Basically, assuming that a pocket watch has it's crown at 12, I am looking for a mechanical chronograph that has 3 sub dials, the small second at 3, and the chronoraph functions at 12 and 6 along with the big second hand.

It is my intention to rotate the movement by 90 degrees so the crown sits at 3, the small seconds is at 6, and the chrono functions are at 3 and 9, (hope that makes sense). As I intend to have the watch reasonably large, I don't need a small movement.

Many thanks in advance for your help.

Dave.


----------



## mel (Dec 6, 2006)

Dave, try a PM to "Microlisk" who posts here on occasion. Andreas is *very* knowledgeable about PW movements, however English is not Andreas' native language, so he may take a whiley to get back to you. 

Also he has a very good website, which although in German, is easily followed with all the piccies he has there - I think you'll find the link on his profile, or it's on my links page at my affordable website, URL below. :lol:


----------



## DaveOS (May 9, 2010)

Thanks for that Mel, I'll look into it.

Hope you enjoy your break


----------



## Roger the Dodger (Oct 5, 2009)

You could be looking for a needle in a haystack here...Open faced pocket watches have the crown at twelve, hunters have it at three. However, I've not seen a pocket watch with 3 sub dials....some have a seconds sub at six....but that's about it. If there are any vintage pocket chronographs, they'll be collectors items and very expensive.


----------



## DaveOS (May 9, 2010)

Roger the Dodger said:


> You could be looking for a needle in a haystack here...Open faced pocket watches have the crown at twelve, hunters have it at three. However, I've not seen a pocket watch with 3 sub dials....some have a seconds sub at six....but that's about it. If there are any vintage pocket chronographs, they'll be collectors items and very expensive.
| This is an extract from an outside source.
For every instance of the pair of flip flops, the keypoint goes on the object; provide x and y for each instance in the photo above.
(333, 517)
I'm starting to get that feeling


----------



## harryblakes7 (Oct 1, 2010)

i've got a gun metal chronograph pocket watch with two sub dials if your interested :thumbsup:


----------



## DaveOS (May 9, 2010)

harryblakes7 said:


> i've got a gun metal chronograph pocket watch with two sub dials if your interested :thumbsup:


Many thanks for the kind offer, but it was three sub dials I was after, with the small seconds in particular place.

Thanks again,

Dave


----------